Essa é uma história sobre o Brasil.
O Brasil nele mesmo. O Brasil se descobrindo e os brasileiros conhecendo o
Brasil na sua essência de miscigenação, vícios e utopias. Tudo isso
metaforizado na jornada intensa e profunda de Nando em busca do autoconhecimento.
Conhece-te a ti mesmo.
Eu sou dos que acredita que livros
não trazem uma grande mensagem ou algum tipo de lição. Penso que um grande
livro traz uma experiência única para cada pessoa que o lê, uma experiência que
talvez seja completamente diferente de outra pessoa que o leia. Para mim, no
caso de Quarup, foi sobre autoconhecimento. A importância de cada pessoa buscar
seu próprio caminho, sem influência exageradas, expectativas altas demais, sem
planejar tudo minuciosamente e assim não deixar o mínimo de espaço para o
imprevisível.
Do ossuário de um mosteiro até o
confim dos sertões na busca por justiça e igualdade, passando pelo Brasil
selvagem do Xingu e pelo fervilhar carioca repleto de perfumes e sonhos
etéreos. Nando, passo após passo, desilusão após desilusão, com amor, paixão e
dor, acha seu caminho através de um Brasil pulsante, que anseia por ser grande,
por revolução e novos tempos. Que precisa olhar para dentro de si mesmo. Se
conhecer para crescer. Assim como Nando. Assim como todos nós.
Conhece-te a ti mesmo.
O conhecimento não é uma porta para
a alegria e satisfação, muito pelo contrário talvez, trazendo à vida um quê a
mais de angústia. Saber, ter ideias das coisas que acontecem com outras pessoas
pelo mundo é algo duro, quase cruel. Sem
o autoconhecimento o conhecimento em si não serve de nada além aflições e
encruzilhadas existenciais.
Cabe a nós encarar essas
encruzilhadas, para buscar saber quem somos de verdade, lá no fundo. Nossa
essência.

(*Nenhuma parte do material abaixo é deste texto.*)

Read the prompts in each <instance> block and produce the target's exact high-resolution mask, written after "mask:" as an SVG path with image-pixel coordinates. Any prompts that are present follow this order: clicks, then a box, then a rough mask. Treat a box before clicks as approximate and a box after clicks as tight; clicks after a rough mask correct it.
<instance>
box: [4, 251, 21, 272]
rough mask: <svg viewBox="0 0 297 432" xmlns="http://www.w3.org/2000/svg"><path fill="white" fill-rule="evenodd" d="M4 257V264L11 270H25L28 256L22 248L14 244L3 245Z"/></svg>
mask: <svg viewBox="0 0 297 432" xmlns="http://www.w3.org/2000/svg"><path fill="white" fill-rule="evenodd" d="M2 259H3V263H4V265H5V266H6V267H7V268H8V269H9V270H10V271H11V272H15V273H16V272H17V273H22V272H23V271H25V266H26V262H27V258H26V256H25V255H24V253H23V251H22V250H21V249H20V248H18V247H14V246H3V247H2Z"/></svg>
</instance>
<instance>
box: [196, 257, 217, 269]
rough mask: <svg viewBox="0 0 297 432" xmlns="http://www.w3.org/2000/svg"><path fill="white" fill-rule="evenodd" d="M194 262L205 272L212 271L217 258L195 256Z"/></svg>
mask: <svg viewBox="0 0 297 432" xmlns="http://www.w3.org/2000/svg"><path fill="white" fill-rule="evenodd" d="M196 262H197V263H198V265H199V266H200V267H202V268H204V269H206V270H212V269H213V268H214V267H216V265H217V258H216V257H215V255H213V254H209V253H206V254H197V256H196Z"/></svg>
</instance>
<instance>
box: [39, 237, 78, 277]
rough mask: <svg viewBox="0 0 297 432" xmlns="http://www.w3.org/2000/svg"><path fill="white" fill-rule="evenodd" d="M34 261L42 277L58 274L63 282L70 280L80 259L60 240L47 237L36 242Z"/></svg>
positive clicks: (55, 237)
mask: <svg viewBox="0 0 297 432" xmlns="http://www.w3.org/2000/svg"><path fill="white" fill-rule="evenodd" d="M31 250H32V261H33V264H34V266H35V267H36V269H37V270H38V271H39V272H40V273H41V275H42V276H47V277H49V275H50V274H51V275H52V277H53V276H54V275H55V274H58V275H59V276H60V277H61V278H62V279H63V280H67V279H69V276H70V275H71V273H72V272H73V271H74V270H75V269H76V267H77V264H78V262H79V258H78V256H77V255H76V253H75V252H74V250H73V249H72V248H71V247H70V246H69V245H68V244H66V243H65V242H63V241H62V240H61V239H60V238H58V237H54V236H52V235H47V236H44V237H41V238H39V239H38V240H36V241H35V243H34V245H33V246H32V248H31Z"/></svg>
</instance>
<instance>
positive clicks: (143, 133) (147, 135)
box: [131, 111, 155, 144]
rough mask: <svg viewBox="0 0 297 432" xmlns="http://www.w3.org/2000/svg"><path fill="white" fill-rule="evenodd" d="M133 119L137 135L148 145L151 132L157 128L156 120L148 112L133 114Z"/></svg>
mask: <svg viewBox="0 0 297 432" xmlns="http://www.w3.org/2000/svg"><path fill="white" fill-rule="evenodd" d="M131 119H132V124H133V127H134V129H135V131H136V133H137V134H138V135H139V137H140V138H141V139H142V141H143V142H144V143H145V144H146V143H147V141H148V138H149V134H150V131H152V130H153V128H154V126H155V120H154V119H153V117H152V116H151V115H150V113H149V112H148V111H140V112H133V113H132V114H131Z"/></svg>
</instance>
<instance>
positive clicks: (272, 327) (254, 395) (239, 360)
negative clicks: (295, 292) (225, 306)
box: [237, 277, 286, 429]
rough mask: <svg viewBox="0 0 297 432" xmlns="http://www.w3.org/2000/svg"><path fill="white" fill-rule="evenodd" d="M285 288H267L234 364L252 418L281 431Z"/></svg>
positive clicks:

Viver um simples dia-a-dia de rotina é pior; com metas que não fomos
nós que realmente traçamos, ansiando por satisfazer expectativas alheias de
outras pessoas frustradas por não terem correspondido expectativas que haviam
posto sobre elas.
Viver é essa jornada de
aprendizagem. Aprendendo sobre si mesmo. Sempre.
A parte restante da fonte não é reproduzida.